Propos confirmés par un autre lecteur Didier. C… “Oui je confirme. C’est une histoire que Monique de Rothschild raconte souvent. Elle est également confirmée par Bernard Sis. Il explique qu’après la guerre le nombre de cervidés dans le massif était inférieur à 50. Le baron James de Rothschild qui s’était porté acquéreur de l’adjudication de la chasse au cerf en forêt de Compiègne, a prit la décision de réintroduire des cerfs. Il en a fait venir de l’est de l’Europe mais surtout de Chambord. D’autres informations sont à rechercher dans les livres de Monique de Rothschild.

*

Dans un autre ordre d’idée, mais à rapporter dans le rappel des comportements de l’occupant, l’anecdote suivante qui aurait pu se terminer tragiquement, et qu’écrit Michel T… : “Mon grand père (monsieur Legrand, boulanger de l’époque) avait été mis en joue devant le mur de la boulangerie par un soldat pour lui avoir refusé du pain. Il a bien failli y laisser sa peau et a été obligé d’obtempérer car le soldat avait surpris une personne sortant du magasin avec du pain. Mon grand père réservait sa maigre réserve de farine aux habitants du village. 


4 réflexions sur “Panneau apposé en 1941 en forêt (suite)”

  1. J’ai réussi à avoir quelques informations complémentaires. La situation des massifs forestiers de la région était très variable. En forêt de Laigue, la population avait été décimée (il restait
    après la guerre un grand cerf et une biche qui avaient été vus vers le Mont au Renard. Malheureusement le cerf a été tué par un braconnier connu dans la région. La forêt de Retz bénéficiait d’une
    situation beaucoup plus enviable. Elle servait de zone de stockage de munitions pour les allemands et était donc particulièrement surveillée. Cependant et pour l’anecdote, il m’a été rapporté que
    cette situation n’avait pas empêché Maurice LOUBET d’y découpler quelques chiens et de prendre à courre quelques cerfs au nez et à la barbe des Allemands. La forêt de Compiègne était à la
    libération, vidée de ses animaux. Il m’a été confirmé qu’il restait une cinquantaine d’animaux qui vivaient près du Mont Arcy approximativement entre St jean et Pierrefonds vers le bas des côtes
    c’est à dire vers les carrefours de la Bécasse, Marsaux, Croix Aguet …. Le Baron de Rothschild a fait venir des cerfs de Chambord en deux fois (d’abord 7 puis un second lot de 8). Ces animaux
    avaient la particularité de porter une marque à l’oreille pour pouvoir les suivre. Les chasses à courre ont repris progressivement au début des années 50. L’équipage par Vaux et Forêts chassait
    une fois par semaine de mi-Septembre à fin Avril et le nombre de prises était très limitée (environ 7 cerfs étaient pris à courre au cours de cette période).

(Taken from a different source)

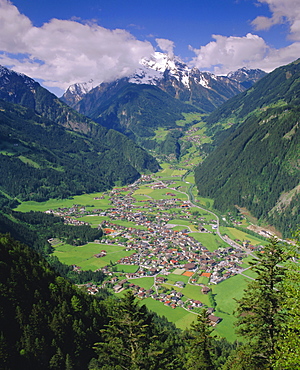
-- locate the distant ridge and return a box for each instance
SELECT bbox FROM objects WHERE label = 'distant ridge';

Il n’était pas rare de chasser à
    plusieurs reprises le même cerf qui échappait de plus en plus facilement à la meute avec l’expérience (mon interlocuteur se souvient d’un cerf qui ne portait qu’un seul bois qui a été chassé au
    moins 4 fois au cours de l’année …). J’ai posé la question de savoir si l’équipage avait fini par prendre les cerfs réintroduits …. Mon interlocuteur se souvient que d’un seul cerf qui avait
    été attaqué par un autre équipage en forêt d’Hallate et qui est venu se faire prendre en forêt de Compiègne … Les veneurs ont été surpris de constater que le cerf portait la fameuse marque. La
    population du massif de Retz a continué de croitre et les animaux ont peu à peu colonisé le massif de Compiègne recréant au bout de quelques années une population stable et plus nombreuse.
    L’équipage par Vaux et Forêts s’est définitivement installé à Compiègne et s’est mis à chasser deux fois par semaine le mercredi et le samedi. En 1961, le baron de Rothschild décide d’arrêter de
    chasser à courre et c’est sa fille Monique qui a repris l’équipage, en a changé le nom et les statuts ….

    1. niddanslaverdure

      Merci Didier pour toutes ces explications et précisions.

      Afin que tout le monde puisse en profiter je l’ajouterai à un article. Je vais étudier comment le placer, car là j’aborde Duvauchel et j’en ai pour un moment.

  2. Grand merci à Didier C pour ces commentaires bien documentés , en tout cas plus précis que les souvenirs de ma chère Grand-Mère.